Agricultural research is helping make safer eggs and creating products with the potential to reduce the risk of cancer. But not enough people are getting that message, he told a group at Ohio State University last week. And that has far-reaching implications.
Vilsack visited Ohio State's College of Food, Agricultural, and Environmental Sciences on June 28, touring facilities in the Department of Food Science and Technology.
"Many people do not understand the contributions to human health that agricultural research makes," Vilsack said. "But here at Ohio State, there are many vivid examples showcasing the essential role agricultural research plays in solving some of the world's most pressing health problems, all while building and revitalizing rural America."
Vilsack visited the lab of Ahmed Yousef, a microbiologist and professor of food science and technology, where Yousef and post-doctoral researcher Jennifer Perry explained their research on using ozone gas in combination with heat to make in-shell eggs safe and free from Salmonella. The project started 14 years ago through a partnership between Ohio egg farmers and the university, and is now nearing commercialization.

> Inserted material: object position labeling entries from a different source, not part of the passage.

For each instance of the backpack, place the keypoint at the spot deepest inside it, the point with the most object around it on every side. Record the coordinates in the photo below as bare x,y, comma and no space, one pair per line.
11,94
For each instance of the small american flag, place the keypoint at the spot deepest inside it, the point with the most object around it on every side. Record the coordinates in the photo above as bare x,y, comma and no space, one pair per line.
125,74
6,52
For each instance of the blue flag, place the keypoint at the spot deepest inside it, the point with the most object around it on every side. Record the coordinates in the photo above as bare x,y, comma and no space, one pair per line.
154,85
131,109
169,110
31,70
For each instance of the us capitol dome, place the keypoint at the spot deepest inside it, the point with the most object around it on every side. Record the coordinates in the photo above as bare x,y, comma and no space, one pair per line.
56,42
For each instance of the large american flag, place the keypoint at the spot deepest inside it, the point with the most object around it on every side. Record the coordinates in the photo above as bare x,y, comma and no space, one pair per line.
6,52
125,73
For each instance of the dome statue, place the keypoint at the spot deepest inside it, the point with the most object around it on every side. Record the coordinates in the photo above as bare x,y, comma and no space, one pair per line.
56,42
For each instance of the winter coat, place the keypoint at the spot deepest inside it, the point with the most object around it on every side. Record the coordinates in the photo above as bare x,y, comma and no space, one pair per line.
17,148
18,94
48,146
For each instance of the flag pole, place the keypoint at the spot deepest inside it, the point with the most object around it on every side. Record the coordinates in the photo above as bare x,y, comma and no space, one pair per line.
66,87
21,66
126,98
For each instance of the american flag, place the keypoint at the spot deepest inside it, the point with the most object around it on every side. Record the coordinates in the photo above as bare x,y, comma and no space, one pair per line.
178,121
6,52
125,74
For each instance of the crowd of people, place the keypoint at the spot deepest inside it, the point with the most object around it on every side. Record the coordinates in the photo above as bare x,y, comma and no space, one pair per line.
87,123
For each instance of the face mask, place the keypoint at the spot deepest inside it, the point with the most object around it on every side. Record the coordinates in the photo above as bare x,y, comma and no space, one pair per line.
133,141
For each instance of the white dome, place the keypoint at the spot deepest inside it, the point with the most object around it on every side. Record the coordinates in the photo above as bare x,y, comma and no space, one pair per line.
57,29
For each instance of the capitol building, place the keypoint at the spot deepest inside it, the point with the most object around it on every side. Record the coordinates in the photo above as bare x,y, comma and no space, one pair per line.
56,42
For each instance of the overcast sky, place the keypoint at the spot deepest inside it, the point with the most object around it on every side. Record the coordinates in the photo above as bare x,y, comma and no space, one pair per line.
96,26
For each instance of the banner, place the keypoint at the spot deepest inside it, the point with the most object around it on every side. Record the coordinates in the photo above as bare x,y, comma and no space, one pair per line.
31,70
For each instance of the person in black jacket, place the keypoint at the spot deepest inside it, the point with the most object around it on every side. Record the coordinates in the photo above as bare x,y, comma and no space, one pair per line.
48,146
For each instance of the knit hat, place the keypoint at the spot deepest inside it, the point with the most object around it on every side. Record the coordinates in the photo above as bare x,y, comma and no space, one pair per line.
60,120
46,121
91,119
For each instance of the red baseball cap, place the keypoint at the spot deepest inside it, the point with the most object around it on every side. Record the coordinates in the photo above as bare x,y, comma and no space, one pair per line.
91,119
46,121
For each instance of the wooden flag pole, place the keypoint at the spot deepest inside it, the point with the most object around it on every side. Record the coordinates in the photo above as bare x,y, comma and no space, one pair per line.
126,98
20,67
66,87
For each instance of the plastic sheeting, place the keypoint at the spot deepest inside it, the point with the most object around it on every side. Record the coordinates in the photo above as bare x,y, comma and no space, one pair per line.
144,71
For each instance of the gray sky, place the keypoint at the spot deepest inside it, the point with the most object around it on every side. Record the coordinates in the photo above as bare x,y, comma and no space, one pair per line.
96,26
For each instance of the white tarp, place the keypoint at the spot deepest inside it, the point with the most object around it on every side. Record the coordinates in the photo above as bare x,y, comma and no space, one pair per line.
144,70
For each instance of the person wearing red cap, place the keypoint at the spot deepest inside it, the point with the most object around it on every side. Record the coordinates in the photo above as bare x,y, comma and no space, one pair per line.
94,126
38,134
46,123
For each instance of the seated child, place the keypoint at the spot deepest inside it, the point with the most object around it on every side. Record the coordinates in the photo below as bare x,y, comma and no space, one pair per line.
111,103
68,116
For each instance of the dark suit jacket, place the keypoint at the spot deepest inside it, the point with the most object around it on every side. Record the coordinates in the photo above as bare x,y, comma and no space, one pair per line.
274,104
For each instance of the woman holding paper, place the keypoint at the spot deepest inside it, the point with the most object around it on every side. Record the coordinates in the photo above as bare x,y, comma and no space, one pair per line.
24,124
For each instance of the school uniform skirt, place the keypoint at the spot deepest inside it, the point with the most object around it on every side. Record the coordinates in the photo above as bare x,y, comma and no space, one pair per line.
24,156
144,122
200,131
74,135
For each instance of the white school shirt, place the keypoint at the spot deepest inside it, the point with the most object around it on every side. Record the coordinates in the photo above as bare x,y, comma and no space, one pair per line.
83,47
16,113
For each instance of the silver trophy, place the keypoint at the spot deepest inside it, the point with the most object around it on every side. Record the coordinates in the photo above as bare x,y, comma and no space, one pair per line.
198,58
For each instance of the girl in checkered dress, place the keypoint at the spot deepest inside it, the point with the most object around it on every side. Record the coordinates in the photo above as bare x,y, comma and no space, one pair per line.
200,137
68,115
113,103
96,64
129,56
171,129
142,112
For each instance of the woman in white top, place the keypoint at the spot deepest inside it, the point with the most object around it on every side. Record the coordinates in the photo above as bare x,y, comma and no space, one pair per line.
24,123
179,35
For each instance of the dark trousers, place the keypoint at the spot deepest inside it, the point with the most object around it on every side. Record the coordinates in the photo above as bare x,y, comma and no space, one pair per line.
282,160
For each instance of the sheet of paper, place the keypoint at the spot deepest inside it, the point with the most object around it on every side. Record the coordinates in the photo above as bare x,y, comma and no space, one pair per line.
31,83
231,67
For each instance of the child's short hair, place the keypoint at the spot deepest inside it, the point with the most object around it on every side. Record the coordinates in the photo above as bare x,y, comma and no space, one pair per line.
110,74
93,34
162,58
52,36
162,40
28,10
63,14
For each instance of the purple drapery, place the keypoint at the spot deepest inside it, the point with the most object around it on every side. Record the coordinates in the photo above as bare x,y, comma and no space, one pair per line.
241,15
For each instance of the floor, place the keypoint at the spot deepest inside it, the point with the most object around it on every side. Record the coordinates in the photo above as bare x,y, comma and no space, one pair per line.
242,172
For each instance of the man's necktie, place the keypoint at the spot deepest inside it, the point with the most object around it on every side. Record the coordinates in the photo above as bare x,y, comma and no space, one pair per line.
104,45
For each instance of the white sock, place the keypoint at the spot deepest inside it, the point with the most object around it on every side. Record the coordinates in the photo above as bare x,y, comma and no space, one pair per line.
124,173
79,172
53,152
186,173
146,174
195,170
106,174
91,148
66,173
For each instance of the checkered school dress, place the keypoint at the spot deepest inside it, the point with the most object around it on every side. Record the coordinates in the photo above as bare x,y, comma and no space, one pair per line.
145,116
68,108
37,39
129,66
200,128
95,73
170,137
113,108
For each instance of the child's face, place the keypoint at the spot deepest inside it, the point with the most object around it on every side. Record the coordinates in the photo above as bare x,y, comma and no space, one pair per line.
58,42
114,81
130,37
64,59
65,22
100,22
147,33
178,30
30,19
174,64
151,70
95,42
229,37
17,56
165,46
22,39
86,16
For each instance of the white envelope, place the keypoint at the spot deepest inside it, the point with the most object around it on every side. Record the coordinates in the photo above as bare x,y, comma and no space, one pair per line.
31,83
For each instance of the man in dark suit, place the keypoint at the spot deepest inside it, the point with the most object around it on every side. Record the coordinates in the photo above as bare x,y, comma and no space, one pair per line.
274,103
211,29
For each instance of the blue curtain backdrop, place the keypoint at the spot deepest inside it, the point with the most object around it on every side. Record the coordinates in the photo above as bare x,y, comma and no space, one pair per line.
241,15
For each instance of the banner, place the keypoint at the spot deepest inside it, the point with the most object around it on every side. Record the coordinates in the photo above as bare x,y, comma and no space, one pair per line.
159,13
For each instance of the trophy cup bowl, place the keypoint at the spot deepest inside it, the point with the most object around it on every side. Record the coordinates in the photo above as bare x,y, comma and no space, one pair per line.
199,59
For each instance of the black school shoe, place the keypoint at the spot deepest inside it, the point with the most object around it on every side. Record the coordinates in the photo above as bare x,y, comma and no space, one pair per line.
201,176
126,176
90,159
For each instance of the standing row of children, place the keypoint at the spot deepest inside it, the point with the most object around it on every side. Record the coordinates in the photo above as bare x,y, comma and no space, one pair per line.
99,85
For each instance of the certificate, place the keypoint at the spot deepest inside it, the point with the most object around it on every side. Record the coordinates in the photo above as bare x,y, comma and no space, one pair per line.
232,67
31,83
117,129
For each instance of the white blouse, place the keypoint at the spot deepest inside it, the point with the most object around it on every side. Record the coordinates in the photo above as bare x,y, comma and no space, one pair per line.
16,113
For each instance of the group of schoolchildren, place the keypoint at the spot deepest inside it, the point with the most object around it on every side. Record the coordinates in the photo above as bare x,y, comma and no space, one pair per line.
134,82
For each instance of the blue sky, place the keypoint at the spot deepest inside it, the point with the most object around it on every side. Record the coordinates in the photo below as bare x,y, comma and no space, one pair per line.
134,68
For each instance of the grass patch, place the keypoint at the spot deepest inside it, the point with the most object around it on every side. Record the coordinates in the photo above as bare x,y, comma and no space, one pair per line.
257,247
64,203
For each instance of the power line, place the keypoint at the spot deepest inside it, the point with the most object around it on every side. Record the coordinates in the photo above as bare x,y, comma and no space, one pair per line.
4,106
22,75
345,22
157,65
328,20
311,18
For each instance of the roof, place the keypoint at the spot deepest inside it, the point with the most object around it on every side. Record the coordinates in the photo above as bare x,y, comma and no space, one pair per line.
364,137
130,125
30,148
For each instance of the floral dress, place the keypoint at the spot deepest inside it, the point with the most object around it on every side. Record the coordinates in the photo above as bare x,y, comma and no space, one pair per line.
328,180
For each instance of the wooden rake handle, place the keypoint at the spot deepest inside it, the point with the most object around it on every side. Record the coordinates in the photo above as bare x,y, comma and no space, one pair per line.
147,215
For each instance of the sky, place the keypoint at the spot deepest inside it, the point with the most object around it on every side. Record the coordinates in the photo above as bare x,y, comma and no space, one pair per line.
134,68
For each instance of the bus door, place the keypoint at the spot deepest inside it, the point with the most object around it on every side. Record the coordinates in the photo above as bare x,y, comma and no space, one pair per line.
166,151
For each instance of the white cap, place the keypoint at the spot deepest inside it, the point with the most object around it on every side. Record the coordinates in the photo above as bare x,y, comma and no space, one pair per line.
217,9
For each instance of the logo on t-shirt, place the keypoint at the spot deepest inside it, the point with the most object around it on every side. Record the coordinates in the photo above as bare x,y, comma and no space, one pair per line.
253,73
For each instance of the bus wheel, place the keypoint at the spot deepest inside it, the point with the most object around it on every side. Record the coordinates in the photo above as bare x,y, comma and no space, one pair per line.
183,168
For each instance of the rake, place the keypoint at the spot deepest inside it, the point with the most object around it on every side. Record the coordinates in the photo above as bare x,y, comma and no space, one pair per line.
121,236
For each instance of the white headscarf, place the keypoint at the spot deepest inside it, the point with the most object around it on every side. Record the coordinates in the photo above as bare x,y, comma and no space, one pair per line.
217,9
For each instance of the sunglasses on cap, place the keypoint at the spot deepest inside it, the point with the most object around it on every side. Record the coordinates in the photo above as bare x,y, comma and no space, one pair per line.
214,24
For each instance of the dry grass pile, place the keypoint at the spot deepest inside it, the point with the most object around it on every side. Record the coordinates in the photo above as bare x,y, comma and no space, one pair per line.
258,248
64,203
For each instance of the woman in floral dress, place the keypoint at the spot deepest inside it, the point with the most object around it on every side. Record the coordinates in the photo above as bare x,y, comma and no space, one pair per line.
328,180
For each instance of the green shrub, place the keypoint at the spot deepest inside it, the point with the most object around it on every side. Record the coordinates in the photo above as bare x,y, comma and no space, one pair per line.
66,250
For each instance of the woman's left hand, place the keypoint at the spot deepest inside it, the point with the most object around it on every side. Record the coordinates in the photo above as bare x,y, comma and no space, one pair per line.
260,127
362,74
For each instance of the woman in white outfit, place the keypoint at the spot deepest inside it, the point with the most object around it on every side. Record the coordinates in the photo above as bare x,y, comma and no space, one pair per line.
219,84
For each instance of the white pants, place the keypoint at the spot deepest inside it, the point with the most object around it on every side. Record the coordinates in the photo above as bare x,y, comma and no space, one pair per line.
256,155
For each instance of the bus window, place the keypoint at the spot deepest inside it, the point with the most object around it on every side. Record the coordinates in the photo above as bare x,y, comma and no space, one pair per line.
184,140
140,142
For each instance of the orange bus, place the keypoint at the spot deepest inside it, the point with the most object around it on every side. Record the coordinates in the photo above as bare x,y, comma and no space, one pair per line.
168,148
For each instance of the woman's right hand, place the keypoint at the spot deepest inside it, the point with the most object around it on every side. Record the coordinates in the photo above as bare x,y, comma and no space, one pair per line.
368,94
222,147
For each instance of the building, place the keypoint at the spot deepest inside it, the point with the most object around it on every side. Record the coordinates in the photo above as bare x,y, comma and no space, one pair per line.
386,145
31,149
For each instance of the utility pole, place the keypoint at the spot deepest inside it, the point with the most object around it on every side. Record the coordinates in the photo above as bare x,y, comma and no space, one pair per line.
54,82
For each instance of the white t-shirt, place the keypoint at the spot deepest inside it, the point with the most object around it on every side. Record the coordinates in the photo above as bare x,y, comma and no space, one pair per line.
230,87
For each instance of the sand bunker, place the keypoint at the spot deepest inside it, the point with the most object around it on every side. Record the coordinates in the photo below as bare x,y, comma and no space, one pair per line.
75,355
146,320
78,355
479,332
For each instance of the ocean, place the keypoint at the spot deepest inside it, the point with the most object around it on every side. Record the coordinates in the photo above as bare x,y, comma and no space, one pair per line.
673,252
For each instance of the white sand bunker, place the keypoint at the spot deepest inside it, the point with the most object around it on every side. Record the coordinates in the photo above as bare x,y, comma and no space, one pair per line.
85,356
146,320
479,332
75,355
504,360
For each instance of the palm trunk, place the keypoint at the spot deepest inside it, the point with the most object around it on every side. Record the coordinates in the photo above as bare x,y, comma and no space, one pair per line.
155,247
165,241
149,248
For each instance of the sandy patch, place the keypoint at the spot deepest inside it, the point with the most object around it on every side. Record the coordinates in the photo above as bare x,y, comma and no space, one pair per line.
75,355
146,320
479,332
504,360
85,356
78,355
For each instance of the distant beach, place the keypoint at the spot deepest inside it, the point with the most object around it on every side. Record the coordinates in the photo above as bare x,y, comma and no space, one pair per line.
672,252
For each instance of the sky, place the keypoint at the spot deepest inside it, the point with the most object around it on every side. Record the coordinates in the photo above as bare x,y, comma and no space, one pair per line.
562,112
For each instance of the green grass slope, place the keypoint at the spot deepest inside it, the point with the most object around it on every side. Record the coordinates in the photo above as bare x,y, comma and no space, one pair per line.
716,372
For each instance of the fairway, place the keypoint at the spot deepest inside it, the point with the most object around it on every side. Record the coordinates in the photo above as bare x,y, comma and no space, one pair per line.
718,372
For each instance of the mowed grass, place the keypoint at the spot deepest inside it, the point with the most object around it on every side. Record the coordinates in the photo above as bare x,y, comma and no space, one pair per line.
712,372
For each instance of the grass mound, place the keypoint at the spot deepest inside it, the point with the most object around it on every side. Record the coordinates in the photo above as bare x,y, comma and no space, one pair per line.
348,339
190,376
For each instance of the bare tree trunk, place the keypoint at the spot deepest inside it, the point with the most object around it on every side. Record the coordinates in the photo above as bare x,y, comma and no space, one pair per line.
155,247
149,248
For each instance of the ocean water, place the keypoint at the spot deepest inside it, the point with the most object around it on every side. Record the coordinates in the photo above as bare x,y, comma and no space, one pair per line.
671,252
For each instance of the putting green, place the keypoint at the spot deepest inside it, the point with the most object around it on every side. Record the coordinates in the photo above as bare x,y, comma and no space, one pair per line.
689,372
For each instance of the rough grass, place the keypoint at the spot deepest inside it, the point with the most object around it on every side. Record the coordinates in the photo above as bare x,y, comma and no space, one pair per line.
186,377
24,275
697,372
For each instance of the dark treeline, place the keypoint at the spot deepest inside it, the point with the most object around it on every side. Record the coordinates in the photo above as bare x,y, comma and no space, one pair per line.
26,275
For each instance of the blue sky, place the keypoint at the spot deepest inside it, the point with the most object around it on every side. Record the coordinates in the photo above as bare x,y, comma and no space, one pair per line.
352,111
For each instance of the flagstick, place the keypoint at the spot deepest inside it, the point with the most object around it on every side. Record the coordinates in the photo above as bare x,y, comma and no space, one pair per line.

"We want to get more young people excited about this," Vilsack said. "You're detectives. There's mystery and intellectual challenge, intrigue and failure, frustration and triumph all going into this work that makes life exciting. It makes you want to come into work every day. That's not being translated to future generations. We have a lack of people interested in science, math and engineering."
Vilsack also visited the lab of Steve Schwartz, a professor of food science and director of the Center for Advanced Functional Foods Research and Entrepreneurship. He learned about the development of:
* A tomato-soy juice that's rich in lycopene and soy isoflavones that could reduce the occurrence of prostate cancer. The research was funded, in part, by a $1.75 million USDA grant.
* A bread that contains enough soy protein to carry a Food and Drug Administration "heart-healthy" claim and rich enough in isoflavones to be studied for anti-cancer properties.
* A "black-raspberry confection" made from freeze-dried black raspberries that could help reduce the recurrence of oral cancers.
All three products are being used in clinical trials at the university's Comprehensive Cancer Center-Arthur G. James Hospital and Solove Research Institute, said Dr. Steve Clinton, who also helped host Vilsack at the event.